Jul 16, 2007

Bhopal and The Khilafat Movement


By 1910, “Little Hamid” had enrolled in the famous Muslim University at Aligarh; this represented an historic step for the Bhopal royal family, as he was the first of its members to be given a formal university education. He made his mark as an outstanding sportsman, a capable student and a natural leader of men. Soon, the short, stocky but handsome prince gathered around him a group of young Aligarh students who were academically high achievers and politically aware.



At Aligarh, a deeply emotional but vaguely focused solidarity with Turkish people absorbed the Muslim student body. At the time, Turkey was seen as an enemy by Britain and ended up opposing the allies in the First World War. Eventually, the Ottoman Emperor was vilified and deposed which led to the rise of the Khilafat movement among the Muslims of India. This movement calling for restoration of Ottoman sultanate, was a much anti British as it was based on nostalgia for the glory that the Indian Muslim had lost with the fall of the Moghul Empire. A similar fate was now being dealt to the magnificent Ottoman Empire. Therefore, decadent or otherwise, a surge of sympathy and support welled up among the Muslims of India in favor of the Turkish Emperor. Hamid and his Aligarh became deeply embroiled in the Khilafat movement whose leaders, Maulana Mohammad Ali, and his brother, Shaukat Ali, were frequent visitors to Bhopal as the young prince’s guests.

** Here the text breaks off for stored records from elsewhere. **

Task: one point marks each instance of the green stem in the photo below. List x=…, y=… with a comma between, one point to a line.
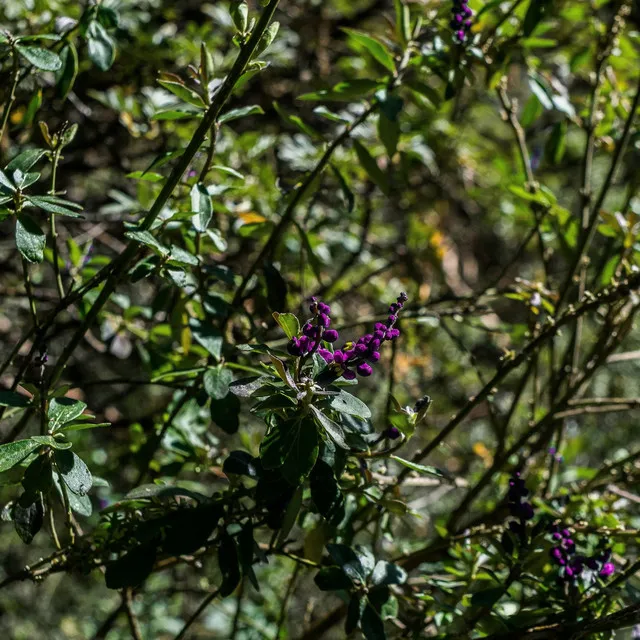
x=121, y=263
x=15, y=77
x=52, y=223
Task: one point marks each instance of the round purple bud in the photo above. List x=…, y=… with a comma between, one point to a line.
x=330, y=335
x=392, y=433
x=326, y=354
x=360, y=349
x=364, y=369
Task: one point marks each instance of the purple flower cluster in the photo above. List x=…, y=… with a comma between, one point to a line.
x=461, y=19
x=518, y=506
x=363, y=353
x=314, y=331
x=355, y=358
x=573, y=564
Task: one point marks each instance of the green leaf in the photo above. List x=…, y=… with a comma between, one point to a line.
x=206, y=335
x=40, y=58
x=28, y=516
x=146, y=238
x=346, y=189
x=386, y=573
x=13, y=399
x=201, y=204
x=371, y=167
x=276, y=287
x=244, y=387
x=421, y=468
x=346, y=403
x=63, y=410
x=556, y=144
x=13, y=453
x=159, y=491
x=66, y=76
x=425, y=90
x=229, y=171
x=242, y=112
x=183, y=92
x=347, y=559
x=101, y=46
x=242, y=463
x=325, y=492
x=74, y=471
x=187, y=530
x=225, y=413
x=535, y=13
x=50, y=441
x=132, y=568
x=293, y=446
x=290, y=516
x=344, y=91
x=55, y=205
x=25, y=160
x=332, y=579
x=146, y=176
x=177, y=255
x=107, y=17
x=288, y=323
x=6, y=182
x=216, y=381
x=229, y=565
x=329, y=115
x=176, y=114
x=488, y=597
x=38, y=475
x=389, y=133
x=372, y=625
x=30, y=239
x=378, y=50
x=333, y=429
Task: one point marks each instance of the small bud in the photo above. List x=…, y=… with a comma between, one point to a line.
x=240, y=15
x=267, y=37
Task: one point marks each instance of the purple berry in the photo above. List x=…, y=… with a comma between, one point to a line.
x=364, y=369
x=392, y=433
x=330, y=335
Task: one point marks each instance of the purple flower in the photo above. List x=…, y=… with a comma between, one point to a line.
x=360, y=349
x=330, y=335
x=393, y=433
x=460, y=19
x=364, y=369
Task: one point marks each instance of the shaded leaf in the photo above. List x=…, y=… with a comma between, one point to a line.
x=30, y=239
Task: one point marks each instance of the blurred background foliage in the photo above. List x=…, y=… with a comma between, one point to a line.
x=443, y=216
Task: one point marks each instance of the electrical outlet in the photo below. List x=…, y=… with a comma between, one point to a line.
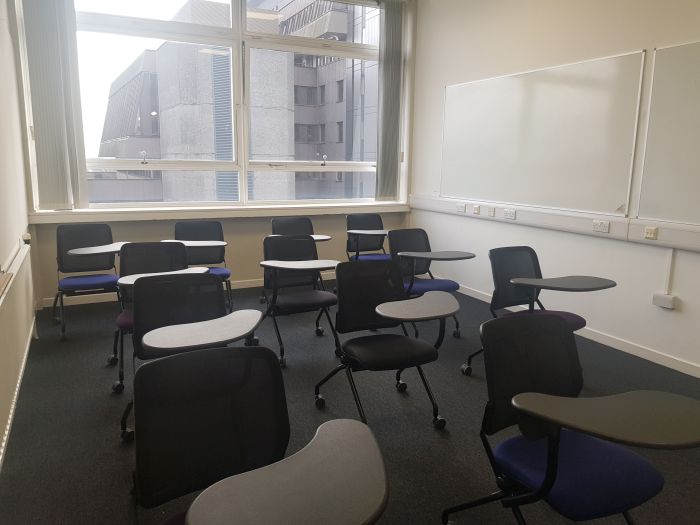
x=601, y=226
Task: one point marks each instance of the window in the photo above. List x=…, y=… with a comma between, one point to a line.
x=161, y=84
x=340, y=85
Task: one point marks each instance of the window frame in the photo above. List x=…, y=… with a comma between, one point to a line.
x=240, y=40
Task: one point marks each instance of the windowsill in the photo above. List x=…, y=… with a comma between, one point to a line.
x=213, y=212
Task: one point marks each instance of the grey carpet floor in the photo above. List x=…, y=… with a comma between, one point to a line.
x=66, y=464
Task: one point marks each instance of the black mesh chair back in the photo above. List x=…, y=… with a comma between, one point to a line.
x=362, y=285
x=70, y=236
x=526, y=354
x=409, y=240
x=201, y=231
x=289, y=248
x=292, y=226
x=507, y=263
x=205, y=415
x=364, y=221
x=150, y=257
x=164, y=300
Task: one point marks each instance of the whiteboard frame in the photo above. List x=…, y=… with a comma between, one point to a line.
x=646, y=139
x=633, y=153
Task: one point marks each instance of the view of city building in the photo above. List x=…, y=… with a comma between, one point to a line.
x=174, y=102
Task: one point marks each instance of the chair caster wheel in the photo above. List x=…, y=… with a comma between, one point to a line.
x=320, y=402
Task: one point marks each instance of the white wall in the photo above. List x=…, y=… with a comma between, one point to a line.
x=16, y=306
x=462, y=40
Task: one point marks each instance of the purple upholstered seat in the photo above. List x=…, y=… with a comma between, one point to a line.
x=420, y=286
x=595, y=478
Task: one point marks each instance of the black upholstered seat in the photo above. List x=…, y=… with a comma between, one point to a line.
x=388, y=352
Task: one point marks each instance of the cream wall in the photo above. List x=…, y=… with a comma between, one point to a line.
x=16, y=308
x=243, y=253
x=462, y=40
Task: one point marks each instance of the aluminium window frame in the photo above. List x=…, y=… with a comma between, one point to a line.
x=240, y=41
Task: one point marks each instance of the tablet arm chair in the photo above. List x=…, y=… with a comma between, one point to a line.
x=165, y=300
x=134, y=258
x=205, y=255
x=68, y=237
x=416, y=240
x=374, y=244
x=204, y=415
x=580, y=476
x=510, y=262
x=362, y=286
x=313, y=298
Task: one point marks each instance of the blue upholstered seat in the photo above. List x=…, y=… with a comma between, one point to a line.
x=98, y=281
x=420, y=286
x=595, y=478
x=223, y=273
x=372, y=257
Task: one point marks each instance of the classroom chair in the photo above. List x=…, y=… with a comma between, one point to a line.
x=68, y=237
x=580, y=476
x=164, y=300
x=281, y=301
x=362, y=286
x=206, y=256
x=416, y=240
x=510, y=262
x=141, y=257
x=371, y=244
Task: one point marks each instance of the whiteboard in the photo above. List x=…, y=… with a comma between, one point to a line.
x=561, y=137
x=671, y=176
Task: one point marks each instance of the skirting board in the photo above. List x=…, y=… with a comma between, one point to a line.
x=6, y=434
x=623, y=345
x=46, y=302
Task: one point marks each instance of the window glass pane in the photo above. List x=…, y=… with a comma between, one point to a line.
x=205, y=12
x=284, y=125
x=315, y=19
x=269, y=185
x=154, y=99
x=106, y=186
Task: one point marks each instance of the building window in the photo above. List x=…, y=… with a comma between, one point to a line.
x=172, y=104
x=340, y=86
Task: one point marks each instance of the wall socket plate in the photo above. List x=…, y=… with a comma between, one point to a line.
x=601, y=226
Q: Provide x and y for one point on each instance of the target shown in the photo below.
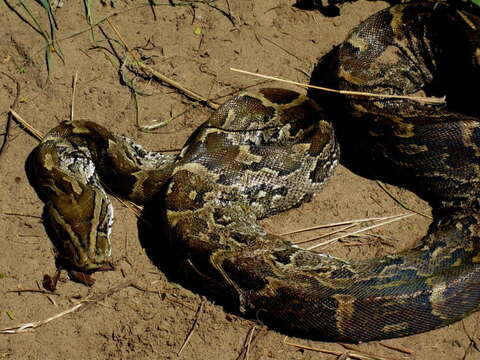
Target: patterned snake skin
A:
(265, 152)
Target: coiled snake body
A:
(265, 152)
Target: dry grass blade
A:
(187, 92)
(83, 305)
(8, 124)
(325, 235)
(350, 354)
(346, 222)
(37, 134)
(399, 202)
(421, 99)
(74, 87)
(192, 329)
(401, 217)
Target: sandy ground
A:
(194, 44)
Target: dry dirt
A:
(194, 45)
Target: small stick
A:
(189, 93)
(75, 78)
(37, 134)
(422, 99)
(6, 134)
(325, 235)
(398, 348)
(399, 202)
(249, 342)
(361, 230)
(190, 333)
(83, 305)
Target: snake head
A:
(80, 223)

Even the Begum felt sympathetic towards the Khilafat movement, partly because her favorite son had espoused their cause and partly out of a spiritual commitment to pan-Islamism and because of her memories of the affectionate treatment that the Turks had accorded to her during to Turkey.


Delicate warnings were conveyed by British officials to the Begum about the company that Hamid kept and about his political inclinations, but the Begum could no wrong in her youngest son and was almost as much under his spell as Shajehan had been under Siddiq Hassan’s. She paid little heed to these warnings, but reaffirmed her loyal support for the British imperial power by providing troops, cavalry and guns from Bhopal to the allied war efforts, on condition that they would not be used in the Turkish theatre of operations. The Bhopal military contingent fought with the allies in France and Mesopotamia. In fact the heir apparent accompanied the troops as far as Aden where he fell ill and had to be evacuated home. The Begum also raised 330,000 pounds, as a contribution from Bhopal to the Allied war efforts.


By the time Hamid graduated from Aligarh in 1915, the war was at its height and the Khilafat Movement in full swing. The Congress Party under Gandhi and Nehru was engaged in galvanizing educated Indians into supporting the independence movement while Mohammad Ali Jinnah was beginning to channel Indian Muslims in a similar direction.